Она поставила тазик на траву и принялась вытирать руки тряпкой. Долго, старательно… Лена не торопила.
– Я не знаю его имени, откуда и кто он, – наконец, начала Светлана Андреевна.
Потом сделала паузу – обдумывала.
– Лена, что ты сама помнишь про Анголу?
– Не очень много. Чернокожих девочек в белых платьях, с которыми мы играли и разучивали всякие стишки на английском. Как что-то грохотало. Помню, как мы бежали. Я уронила свою красную шапочку и не смогла её найти.

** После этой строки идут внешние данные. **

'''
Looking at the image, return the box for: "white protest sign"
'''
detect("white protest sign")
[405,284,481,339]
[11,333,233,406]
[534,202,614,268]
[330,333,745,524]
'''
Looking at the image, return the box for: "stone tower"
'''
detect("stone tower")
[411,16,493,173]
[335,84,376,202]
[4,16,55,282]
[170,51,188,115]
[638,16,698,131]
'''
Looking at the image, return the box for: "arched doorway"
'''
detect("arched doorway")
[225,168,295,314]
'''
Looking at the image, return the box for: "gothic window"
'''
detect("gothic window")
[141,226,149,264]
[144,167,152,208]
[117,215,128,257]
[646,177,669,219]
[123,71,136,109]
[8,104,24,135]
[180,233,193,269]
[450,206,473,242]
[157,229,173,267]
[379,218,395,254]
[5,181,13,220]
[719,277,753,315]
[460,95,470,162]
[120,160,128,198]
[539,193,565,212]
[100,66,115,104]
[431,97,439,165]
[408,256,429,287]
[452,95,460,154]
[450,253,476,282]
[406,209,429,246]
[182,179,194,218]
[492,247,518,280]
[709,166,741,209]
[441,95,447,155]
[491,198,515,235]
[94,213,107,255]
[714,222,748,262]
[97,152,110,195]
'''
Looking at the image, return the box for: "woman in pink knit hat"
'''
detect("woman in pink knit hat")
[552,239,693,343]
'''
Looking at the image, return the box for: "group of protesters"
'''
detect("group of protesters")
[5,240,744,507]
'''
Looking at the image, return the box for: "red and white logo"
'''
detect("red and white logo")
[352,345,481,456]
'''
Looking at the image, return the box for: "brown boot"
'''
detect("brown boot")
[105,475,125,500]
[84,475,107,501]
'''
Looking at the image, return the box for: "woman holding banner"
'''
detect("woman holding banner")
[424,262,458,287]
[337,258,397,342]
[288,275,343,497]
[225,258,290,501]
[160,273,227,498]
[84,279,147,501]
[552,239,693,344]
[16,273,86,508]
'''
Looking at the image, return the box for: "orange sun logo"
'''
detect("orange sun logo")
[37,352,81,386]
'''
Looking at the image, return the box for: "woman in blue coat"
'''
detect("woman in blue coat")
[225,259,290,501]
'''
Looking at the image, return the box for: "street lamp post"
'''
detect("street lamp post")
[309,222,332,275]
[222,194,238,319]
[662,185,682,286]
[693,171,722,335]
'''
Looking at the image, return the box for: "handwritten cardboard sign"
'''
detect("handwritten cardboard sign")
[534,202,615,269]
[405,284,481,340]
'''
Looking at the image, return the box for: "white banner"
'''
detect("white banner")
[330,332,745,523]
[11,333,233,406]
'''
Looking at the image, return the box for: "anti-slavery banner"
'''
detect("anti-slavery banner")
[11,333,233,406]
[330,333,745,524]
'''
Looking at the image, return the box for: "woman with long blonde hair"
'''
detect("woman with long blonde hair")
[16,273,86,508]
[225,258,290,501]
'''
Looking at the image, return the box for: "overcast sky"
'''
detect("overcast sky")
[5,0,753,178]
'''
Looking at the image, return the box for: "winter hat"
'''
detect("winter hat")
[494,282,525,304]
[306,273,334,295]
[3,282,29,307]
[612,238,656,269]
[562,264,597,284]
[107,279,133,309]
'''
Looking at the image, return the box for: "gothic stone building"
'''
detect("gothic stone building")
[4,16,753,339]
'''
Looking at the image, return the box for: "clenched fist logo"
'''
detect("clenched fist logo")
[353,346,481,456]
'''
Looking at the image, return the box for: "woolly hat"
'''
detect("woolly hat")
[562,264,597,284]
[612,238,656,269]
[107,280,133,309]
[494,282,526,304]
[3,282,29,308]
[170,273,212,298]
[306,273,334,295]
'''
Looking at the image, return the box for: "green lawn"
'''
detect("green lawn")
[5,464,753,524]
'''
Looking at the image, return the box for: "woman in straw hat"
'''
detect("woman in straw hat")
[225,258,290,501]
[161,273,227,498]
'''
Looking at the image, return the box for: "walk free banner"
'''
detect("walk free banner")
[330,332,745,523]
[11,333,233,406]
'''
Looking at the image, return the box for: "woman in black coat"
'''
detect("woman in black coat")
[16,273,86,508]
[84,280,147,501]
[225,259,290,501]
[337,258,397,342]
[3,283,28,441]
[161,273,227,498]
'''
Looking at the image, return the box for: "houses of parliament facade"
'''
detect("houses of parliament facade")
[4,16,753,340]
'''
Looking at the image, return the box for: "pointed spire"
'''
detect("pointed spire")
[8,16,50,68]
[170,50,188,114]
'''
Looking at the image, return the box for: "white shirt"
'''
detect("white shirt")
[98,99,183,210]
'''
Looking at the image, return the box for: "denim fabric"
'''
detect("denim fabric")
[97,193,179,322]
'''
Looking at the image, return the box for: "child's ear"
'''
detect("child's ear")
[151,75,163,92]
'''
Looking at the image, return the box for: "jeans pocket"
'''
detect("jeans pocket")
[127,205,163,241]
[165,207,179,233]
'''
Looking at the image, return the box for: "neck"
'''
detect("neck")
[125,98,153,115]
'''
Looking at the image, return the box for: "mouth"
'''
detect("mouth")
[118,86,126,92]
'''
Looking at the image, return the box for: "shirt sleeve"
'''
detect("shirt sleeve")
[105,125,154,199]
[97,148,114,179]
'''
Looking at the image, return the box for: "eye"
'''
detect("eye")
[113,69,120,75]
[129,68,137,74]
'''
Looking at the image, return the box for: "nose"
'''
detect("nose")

– Да, это случилось, когда ты потеряла панамку. Весной девяносто первого года. За несколько лет до этого в Анголе возобновилась гражданская война. Повстанцы из УНИТА прорвались в пригороды Луанды, где мы жили. Наступление было настолько быстрым, что нас не успели эвакуировать и мы оказались в заложниках. Кроме нас, они захватили семьи правительственных чиновников и армейского командования. Нас вывели на улицу. Мужчин они сразу расстреляли… Твоему отцу страшно повезло. Он в это время был на стройке.
– Мам, этот человек с фотографии был с повстанцами? – уточнила Лена.
– Да. Конечно, прошло столько времени. Он сильно изменился, но я сразу узнала его по изуродованной губе.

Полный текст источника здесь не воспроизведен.